In one night we took away the swaddle, the pacifier, and put him on his tummy (not a Ferber recommendation, but something I felt was necessary). I was so sleep deprived the risk of SIDS seemed minimal, though the next day I freaked out and bought a movement monitor after having nightmares of him stopping breathing. Ferber recommends letting them cry for 3 minutes, then checking on them, 5 minutes, check, 7 minutes, check and 10 minutes. The first 3 minutes, the first time, was torture, as he screamed bloody murder. I checked on him, he calmed down, then cried a bit more, but I didn't have to go in a second time. It was awfully quick. Although he cried a bit longer at subsequent wake ups, they were always more like fussing in which he calmed himself down. The first night he woke only 3 times. The second night only twice. By the 3rd night he was putting himself to sleep.
I've always been opposed to hardcore sleep training. I don't think a baby this age needs to be forced into some rigorous schedule. As such, I'm really not trying to get him to sleep through the night, just trying to get him to sleep. He now wakes twice a night, eats and goes back to sleep. I can tolerate that. I fully expect some sort of regression in the future, because he seems to be waking unnecessarily to eat, but I'd rather worry about that when he's older and has the physical control to comfort himself more easily. The whole thing makes me wonder, if we'd done some sort of sleep training with MJ, whether she would sleep better now. She still struggles to put herself to sleep unless she is totally exhausted, whereas Greta is expert at it. Although I don't think I could have handled Ferber's suggestion that if the child gets so upset they puke, you just quietly clean it up and leave again, neither Greta or Teddy has had much issue at all with sleep training. The couple minutes of crying they endured (I think we had one half-hour spell with Greta and that was it) is certainly less than the amount MJ cried as we struggled to get her to sleep without actually sleep training her.
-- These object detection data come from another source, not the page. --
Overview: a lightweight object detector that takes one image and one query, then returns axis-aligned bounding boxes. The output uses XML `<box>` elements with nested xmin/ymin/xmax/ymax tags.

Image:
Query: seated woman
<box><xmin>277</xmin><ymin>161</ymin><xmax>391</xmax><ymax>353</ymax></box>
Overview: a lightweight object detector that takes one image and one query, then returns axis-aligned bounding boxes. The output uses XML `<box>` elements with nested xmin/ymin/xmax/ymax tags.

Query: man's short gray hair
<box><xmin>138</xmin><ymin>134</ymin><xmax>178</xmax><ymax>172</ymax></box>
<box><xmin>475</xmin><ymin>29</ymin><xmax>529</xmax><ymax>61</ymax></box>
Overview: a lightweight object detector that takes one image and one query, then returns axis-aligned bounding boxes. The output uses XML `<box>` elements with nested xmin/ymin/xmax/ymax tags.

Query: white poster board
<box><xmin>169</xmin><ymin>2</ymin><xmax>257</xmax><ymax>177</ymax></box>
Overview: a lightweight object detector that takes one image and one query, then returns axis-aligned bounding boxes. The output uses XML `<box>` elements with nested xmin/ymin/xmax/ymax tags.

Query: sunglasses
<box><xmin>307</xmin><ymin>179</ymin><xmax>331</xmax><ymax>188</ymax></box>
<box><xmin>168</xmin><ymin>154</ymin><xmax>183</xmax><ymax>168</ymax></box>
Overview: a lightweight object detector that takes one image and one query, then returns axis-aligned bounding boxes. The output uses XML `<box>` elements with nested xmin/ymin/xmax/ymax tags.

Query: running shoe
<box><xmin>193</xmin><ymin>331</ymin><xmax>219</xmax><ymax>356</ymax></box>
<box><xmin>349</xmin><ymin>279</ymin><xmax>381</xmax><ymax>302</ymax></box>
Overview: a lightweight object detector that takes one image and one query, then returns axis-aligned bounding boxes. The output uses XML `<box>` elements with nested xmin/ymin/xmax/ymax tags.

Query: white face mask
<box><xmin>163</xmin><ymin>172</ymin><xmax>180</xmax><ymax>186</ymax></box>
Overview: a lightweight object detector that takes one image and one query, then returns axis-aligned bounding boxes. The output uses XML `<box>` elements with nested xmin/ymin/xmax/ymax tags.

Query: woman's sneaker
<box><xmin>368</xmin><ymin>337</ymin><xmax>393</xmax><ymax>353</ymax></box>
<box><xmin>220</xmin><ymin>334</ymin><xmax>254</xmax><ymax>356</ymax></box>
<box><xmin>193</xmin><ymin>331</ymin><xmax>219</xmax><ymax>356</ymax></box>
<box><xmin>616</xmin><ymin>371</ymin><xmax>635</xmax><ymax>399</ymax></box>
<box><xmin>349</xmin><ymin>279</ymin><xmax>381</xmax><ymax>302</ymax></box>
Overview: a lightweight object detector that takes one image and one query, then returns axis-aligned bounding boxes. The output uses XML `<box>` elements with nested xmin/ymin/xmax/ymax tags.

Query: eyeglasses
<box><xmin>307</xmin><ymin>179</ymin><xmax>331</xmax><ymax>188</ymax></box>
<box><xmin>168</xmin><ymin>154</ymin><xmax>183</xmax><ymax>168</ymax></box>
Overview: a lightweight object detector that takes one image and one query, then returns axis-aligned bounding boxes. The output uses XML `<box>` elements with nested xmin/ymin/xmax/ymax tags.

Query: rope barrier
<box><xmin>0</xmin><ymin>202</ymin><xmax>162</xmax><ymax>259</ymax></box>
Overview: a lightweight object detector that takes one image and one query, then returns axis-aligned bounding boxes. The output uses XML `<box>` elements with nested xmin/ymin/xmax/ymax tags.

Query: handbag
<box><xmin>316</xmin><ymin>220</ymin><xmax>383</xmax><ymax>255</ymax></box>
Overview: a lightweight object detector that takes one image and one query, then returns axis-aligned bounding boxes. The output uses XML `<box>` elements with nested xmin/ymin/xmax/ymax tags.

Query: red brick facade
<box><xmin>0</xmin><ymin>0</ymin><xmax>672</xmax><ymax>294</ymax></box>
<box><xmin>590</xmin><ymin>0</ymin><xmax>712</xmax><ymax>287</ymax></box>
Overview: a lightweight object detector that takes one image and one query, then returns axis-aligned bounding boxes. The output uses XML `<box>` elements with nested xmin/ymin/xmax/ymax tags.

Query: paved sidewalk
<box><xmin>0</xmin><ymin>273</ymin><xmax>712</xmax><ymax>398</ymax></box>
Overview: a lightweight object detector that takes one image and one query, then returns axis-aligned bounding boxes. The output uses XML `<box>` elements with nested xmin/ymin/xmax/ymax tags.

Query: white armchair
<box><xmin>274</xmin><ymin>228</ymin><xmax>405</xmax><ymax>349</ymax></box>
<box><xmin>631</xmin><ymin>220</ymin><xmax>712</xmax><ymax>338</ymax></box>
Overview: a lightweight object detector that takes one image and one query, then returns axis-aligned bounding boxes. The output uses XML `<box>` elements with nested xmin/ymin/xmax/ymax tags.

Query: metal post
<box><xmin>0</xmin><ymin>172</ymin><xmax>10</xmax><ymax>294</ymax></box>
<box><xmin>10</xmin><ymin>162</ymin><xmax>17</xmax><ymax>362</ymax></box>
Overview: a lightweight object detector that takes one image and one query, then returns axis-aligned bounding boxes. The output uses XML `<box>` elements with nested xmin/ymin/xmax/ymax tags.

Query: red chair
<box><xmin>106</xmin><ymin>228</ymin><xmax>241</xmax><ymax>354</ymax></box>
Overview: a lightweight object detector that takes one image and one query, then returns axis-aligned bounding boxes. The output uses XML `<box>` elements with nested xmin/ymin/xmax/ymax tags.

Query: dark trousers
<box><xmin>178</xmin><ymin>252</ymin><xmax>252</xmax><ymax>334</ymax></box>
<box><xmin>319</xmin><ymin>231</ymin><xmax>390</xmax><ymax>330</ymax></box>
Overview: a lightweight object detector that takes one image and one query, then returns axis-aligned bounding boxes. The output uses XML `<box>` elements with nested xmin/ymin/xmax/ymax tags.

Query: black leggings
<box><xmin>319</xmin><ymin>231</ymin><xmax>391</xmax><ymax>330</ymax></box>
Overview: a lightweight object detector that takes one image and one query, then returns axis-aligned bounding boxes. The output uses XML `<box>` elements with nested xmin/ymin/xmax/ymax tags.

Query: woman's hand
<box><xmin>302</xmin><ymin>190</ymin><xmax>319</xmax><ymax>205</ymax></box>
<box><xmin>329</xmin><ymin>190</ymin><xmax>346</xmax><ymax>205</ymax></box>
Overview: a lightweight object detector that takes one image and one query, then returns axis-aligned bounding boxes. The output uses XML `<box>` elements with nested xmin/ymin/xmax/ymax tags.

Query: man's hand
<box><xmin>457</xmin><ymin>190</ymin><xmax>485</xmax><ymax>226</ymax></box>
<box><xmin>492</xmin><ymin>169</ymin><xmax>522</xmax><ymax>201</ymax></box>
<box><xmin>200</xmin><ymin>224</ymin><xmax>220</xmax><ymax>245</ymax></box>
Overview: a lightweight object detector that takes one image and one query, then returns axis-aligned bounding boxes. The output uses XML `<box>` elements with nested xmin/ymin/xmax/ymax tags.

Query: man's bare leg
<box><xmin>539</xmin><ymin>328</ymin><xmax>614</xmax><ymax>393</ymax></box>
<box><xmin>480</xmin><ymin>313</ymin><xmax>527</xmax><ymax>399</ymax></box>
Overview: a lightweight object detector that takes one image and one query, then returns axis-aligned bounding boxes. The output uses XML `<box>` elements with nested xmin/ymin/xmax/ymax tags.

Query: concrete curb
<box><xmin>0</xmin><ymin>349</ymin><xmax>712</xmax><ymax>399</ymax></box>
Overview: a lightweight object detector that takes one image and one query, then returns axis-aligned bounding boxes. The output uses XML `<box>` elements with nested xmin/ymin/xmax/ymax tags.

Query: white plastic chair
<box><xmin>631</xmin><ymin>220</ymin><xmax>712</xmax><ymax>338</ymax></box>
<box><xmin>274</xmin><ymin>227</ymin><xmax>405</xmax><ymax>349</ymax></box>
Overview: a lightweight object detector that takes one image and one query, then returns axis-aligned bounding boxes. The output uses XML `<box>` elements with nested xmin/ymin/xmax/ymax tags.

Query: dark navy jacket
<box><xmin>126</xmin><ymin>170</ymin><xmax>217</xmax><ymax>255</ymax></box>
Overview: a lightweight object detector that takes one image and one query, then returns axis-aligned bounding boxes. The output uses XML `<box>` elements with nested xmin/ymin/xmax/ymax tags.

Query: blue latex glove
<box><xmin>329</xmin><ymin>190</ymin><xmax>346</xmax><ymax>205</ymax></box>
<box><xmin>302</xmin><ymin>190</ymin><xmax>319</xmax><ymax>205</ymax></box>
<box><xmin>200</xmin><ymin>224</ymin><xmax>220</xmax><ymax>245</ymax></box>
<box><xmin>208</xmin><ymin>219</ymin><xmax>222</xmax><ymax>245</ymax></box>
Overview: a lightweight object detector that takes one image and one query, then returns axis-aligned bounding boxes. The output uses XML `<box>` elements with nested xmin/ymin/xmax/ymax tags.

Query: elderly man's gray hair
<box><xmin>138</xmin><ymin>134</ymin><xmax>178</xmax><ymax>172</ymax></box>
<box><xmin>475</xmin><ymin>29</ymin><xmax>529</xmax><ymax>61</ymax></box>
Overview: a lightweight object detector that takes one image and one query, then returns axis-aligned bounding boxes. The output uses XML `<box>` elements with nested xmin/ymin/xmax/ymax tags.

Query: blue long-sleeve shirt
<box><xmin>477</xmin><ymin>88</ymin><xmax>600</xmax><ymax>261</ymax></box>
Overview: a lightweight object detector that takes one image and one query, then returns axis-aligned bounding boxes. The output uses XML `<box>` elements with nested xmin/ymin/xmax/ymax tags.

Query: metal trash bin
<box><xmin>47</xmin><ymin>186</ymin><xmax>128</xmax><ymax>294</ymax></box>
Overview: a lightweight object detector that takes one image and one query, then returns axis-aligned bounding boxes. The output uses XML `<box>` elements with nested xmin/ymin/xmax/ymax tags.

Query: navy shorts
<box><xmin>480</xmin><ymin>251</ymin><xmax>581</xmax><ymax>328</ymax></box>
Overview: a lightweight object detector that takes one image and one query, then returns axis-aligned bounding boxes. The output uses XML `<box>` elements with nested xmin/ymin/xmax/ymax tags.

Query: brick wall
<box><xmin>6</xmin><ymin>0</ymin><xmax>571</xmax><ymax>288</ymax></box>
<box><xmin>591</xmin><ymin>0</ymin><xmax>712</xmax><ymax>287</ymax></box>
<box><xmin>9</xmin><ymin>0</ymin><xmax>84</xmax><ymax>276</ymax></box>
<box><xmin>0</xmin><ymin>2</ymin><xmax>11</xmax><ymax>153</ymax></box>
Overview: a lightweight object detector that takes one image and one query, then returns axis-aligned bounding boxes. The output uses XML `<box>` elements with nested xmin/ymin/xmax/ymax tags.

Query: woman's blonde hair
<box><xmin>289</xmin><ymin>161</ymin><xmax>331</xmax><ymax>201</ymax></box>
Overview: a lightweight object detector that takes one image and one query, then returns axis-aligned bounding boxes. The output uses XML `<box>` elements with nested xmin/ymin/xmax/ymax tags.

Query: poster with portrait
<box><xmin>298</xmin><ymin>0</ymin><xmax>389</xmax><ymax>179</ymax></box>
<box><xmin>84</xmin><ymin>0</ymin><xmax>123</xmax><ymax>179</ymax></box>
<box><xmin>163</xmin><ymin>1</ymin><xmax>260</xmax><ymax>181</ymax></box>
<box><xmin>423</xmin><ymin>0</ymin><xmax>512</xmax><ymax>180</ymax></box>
My perspective on this has changed so much since having kids. From first kid to third my position has mostly reversed (though I still don't support the rigorous schedules that some parents strive for). If you have the mental capacity to be a sane and kind person with very little sleep, then go for it and wake hourly. I did not. My children certainly benefit more from a well rested mom and the ability to put themselves to sleep, and the little bit of crying they went through seems minuscule in comparison.
I really appreciate the comments and support that people left for me here and on instagram. I'm sure this isn't the end of our sleep troubles, as Teddy still flails so much and is so active that I see more in our future. But we've reached a place where I can be more sane for the next bit until we go through some other sleep transition.